Beginning his contemplation of neurosis as being physiological, Freud comments that neurosis resulting in any kind of physical deformity, might not always have a physiological reason but may often occur due to psychological one. This point, further, Freud connects with the point of repression.
Freud states that the desires and thoughts that get repressed in the Unconscious find their way out in other forms such as neurosis or other physical deformities like paralysis.
Though, Freud himself, began treating his patient through the contemporary methods of hypnosis and electrotherapy but later discovered that various neurotic disorder can be treated by unveiling the point, hidden in the Unconscious, that led to a particular deformity; and to do that he invented a therapy, aka talking therapy, that would become to known as psychoanalysis.
In his controversial theory of ‘Oedipus Complex,’ Freud maps the development of child’s sexuality. Freud makes it straightly clear that humans are innately bisexual. Beginning with arguing that in the initial state of child’s development, the child doesn’t consider him/herself separate from her/his mother; hence, she remains the first love for both: male and female.
As the child grows, s/he realizes him/herself to be separate from the mother.
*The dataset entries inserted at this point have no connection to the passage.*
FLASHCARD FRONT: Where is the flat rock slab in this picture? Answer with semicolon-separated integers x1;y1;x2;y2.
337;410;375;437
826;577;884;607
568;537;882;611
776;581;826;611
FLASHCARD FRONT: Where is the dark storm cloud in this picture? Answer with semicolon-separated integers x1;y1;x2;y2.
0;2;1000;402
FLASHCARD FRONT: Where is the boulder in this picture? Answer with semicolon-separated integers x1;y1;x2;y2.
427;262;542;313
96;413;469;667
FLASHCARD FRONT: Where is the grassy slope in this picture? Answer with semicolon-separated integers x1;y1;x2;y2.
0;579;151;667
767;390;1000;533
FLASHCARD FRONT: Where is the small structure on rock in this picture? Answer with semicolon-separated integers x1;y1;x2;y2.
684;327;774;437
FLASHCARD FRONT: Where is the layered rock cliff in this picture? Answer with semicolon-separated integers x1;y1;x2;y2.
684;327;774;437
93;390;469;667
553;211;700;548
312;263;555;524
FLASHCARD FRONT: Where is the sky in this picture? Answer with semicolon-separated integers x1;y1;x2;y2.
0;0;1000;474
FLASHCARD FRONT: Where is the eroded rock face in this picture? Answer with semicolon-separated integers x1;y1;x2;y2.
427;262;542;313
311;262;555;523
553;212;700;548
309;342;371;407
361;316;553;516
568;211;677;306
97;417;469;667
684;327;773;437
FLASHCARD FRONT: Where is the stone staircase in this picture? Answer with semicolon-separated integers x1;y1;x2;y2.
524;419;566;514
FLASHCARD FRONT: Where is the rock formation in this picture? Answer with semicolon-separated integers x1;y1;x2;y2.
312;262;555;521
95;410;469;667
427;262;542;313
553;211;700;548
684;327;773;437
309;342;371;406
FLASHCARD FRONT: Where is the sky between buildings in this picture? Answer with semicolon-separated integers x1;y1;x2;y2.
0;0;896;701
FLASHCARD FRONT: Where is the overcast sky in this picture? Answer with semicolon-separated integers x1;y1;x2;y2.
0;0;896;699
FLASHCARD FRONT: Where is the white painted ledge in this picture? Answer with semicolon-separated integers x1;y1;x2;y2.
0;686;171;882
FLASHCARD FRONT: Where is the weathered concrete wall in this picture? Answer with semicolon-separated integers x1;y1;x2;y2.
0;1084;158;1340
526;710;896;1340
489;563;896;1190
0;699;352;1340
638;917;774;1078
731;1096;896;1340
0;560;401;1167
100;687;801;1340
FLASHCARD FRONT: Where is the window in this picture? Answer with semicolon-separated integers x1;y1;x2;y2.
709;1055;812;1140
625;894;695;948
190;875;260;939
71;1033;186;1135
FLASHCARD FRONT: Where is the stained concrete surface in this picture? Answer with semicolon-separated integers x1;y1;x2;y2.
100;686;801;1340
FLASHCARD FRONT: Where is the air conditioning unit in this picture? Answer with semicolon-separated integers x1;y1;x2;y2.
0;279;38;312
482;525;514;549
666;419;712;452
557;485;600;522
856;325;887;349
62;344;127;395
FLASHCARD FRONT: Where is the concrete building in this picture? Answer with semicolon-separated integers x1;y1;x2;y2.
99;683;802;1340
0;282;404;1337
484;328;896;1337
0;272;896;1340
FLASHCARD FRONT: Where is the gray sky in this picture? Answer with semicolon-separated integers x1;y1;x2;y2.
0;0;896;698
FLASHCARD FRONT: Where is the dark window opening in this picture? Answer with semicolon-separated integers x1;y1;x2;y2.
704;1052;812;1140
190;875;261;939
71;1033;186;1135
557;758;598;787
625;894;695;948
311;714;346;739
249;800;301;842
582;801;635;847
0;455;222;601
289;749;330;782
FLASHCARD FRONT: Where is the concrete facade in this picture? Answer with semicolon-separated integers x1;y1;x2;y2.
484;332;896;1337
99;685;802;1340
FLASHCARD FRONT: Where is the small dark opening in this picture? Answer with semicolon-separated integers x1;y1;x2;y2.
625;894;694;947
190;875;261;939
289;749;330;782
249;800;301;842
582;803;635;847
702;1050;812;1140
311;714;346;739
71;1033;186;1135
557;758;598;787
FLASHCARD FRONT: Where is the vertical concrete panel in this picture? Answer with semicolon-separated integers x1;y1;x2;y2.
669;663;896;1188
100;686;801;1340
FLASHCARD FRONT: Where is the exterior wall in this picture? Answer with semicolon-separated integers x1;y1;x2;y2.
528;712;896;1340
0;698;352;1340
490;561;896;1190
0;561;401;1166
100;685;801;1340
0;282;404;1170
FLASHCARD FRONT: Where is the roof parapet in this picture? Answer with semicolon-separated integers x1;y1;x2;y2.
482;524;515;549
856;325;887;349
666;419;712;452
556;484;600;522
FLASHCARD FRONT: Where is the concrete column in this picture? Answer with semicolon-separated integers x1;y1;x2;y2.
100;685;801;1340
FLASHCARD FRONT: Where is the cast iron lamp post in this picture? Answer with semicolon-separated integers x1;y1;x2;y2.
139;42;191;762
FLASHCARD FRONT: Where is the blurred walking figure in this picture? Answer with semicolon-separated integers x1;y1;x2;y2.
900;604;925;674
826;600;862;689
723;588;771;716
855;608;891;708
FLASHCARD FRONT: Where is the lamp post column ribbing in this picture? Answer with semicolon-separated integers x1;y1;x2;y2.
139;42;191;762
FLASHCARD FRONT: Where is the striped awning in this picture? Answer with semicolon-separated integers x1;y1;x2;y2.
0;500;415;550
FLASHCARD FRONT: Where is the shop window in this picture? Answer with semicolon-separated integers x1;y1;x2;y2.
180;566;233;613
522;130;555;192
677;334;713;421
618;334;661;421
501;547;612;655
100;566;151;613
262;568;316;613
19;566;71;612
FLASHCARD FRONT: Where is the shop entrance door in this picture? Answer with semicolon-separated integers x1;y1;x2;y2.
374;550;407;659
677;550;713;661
At this time, they undergo the process that he calls ‘Oedipus Complex.’ In ‘Oedipus Complex,’ the male child becomes attached to his mother and develops a sexual/erotic affection for her and becomes envious towards the father.
Such feeling remains in the boy until puberty when he begins to understand the social and moral norms of the society and gets changed in this second phase of development. The fight between the impulses of the first and second phase begins leading to various psychological effects.
Another seminal study that Freud worked on was the study of dreams. In his analysis of dreams, Freud understands dreams to be a free association of ideas, where one’s impulses find their way out of the repression in fantastic visions shown in the dreams; hence, dissecting dreams, by understanding the association, can also help us understand the cause of trouble one might be going through.